What to look for onsite when choosing a colo facility

In my post last week, I covered basic choices you’ll face when selecting a type of colocation facility to host mission-critical enterprise workloads. Only hours after that posted to the Web, Hurricane Sandy slammed into the Eastern seaboard, leaving widespread flooding and wind damage in its wake. Particularly hard hit were northern New Jersey and New York City — two of the most densely populated areas of the country as it relates to data center and colocation facilities.

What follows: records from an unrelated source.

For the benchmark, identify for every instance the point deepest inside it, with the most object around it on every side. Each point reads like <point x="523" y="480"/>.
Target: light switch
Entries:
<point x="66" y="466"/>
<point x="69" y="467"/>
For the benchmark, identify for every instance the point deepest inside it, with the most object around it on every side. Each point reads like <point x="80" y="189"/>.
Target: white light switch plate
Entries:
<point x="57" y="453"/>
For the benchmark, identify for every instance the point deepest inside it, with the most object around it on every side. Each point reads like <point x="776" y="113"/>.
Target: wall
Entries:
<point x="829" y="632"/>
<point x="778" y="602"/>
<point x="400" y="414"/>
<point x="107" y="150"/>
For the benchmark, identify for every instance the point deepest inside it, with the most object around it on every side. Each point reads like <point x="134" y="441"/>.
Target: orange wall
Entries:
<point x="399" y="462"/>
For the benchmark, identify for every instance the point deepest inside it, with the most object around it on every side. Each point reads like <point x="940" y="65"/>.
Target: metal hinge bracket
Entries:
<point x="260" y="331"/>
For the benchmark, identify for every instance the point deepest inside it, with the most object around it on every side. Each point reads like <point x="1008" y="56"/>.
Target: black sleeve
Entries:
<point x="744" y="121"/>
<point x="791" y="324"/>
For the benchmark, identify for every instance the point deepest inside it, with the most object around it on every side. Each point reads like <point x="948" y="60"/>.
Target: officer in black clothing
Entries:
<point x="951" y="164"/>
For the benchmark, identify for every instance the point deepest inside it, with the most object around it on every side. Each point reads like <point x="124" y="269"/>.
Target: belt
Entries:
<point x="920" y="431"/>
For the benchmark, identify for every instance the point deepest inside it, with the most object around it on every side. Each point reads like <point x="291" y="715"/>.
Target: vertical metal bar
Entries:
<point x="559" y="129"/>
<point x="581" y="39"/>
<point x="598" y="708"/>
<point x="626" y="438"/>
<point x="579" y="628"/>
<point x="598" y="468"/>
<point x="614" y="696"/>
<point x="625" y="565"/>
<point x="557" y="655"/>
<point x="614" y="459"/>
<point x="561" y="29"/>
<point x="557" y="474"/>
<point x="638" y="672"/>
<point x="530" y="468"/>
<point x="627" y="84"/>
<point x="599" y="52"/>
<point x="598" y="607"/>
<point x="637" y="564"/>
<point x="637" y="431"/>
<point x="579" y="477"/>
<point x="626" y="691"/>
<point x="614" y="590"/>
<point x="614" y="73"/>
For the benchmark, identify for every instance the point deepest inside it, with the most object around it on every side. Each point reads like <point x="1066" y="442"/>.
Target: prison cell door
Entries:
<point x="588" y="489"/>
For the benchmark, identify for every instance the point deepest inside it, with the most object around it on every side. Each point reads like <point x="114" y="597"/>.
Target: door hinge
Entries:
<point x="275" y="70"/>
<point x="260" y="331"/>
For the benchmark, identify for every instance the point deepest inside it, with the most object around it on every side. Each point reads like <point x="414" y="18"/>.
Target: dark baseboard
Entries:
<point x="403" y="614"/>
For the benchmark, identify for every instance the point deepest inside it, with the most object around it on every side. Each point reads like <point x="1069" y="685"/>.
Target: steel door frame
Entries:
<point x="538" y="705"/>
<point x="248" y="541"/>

Even as I write this, many of the largest data center facilities in Lower Manhattan are without commercial grid power, either due to extensive flooding or the spectacular ConEd substation explosion on the Lower East Side. In one case, a data center literally had to run a manual bucket brigade to lift diesel fuel to roof-mounted generators because the fuel pumps in the sub-basement were submerged in flood water — an act that is nothing short of heroic. However, the fact that some data centers have emerged unscathed while others succumbed — or had to fight tooth and nail to stay online — provides an excellent object lesson in why it’s so important to evaluate a prospective facility’s preparedness for the unexpected.

Although a huge array of factors goes into making a good colocation center, including intangibles such as the quality of the people running the operation and the company’s financial health, the most important qualities of any data center space are power, HVAC, staffing, and fire suppression. Read on for pointers on what to look for in each of these critical areas.

Power considerations

It’s often said that power is the single most important commodity for any data center. That point cannot be overstated. In most cases, power infrastructure is what ultimately separates the various tiers of data centers, because it is typically the most expensive problem for data center operators to solve. To build a Tier 4 data center, you have to either be in a location where the commercial power grid provides true power supply diversity or be able to build your own power-generation capacity by implementing a cogeneration plant.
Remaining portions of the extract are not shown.